# Read_Write_and_Validate Data in PySpark

We need to always begin every Spark Session by creating a Spark instance. We can do so as below.

In [3]:
import findspark
findspark.init()

import pyspark
from pyspark.sql import SparkSession

spark = SparkSession.builder.appName("ReadWriteVal").getOrCreate()

cores = spark._jsc.sc().getExecutorMemoryStatus().keySet().size()
print("You are working with", cores, "core(s)")

# This will help us to get a link to the Spark UI 
spark

You are working with 1 core(s)


## Read a CSV file in Spark

In [5]:
path = 'C:/Users/kava2/Documents/Udemy/Spark_Datasets/'

pga = spark.read.csv(path + 'pga_tour_historical.csv', inferSchema = True, header = True)

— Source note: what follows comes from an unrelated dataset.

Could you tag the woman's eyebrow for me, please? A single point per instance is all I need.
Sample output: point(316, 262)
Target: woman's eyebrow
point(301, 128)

### 1) View First 5 lines of the DataFrame

Let us view the first five lines of the dataframe to see what is inside it. We can do this two ways.

In [8]:
pga.show(5)

+---------------+------+----------------+--------------------+-----+
|    Player Name|Season|       Statistic|            Variable|Value|
+---------------+------+----------------+--------------------+-----+
|Robert Garrigus|  2010|Driving Distance|Driving Distance ...|   71|
|   Bubba Watson|  2010|Driving Distance|Driving Distance ...|   77|
| Dustin Johnson|  2010|Driving Distance|Driving Distance ...|   83|
|Brett Wetterich|  2010|Driving Distance|Driving Distance ...|   54|
|    J.B. Holmes|  2010|Driving Distance|Driving Distance ...|  100|
+---------------+------+----------------+--------------------+-----+
only showing top 5 rows



In [9]:
pga.limit(5).toPandas()

Unnamed: 0,Player Name,Season,Statistic,Variable,Value
0,Robert Garrigus,2010,Driving Distance,Driving Distance - (ROUNDS),71
1,Bubba Watson,2010,Driving Distance,Driving Distance - (ROUNDS),77
2,Dustin Johnson,2010,Driving Distance,Driving Distance - (ROUNDS),83
3,Brett Wetterich,2010,Driving Distance,Driving Distance - (ROUNDS),54
4,J.B. Holmes,2010,Driving Distance,Driving Distance - (ROUNDS),100


#### Note that converting the Spark dataframe to a pandas dataframe using the toPandas() method is not time or memory efficient.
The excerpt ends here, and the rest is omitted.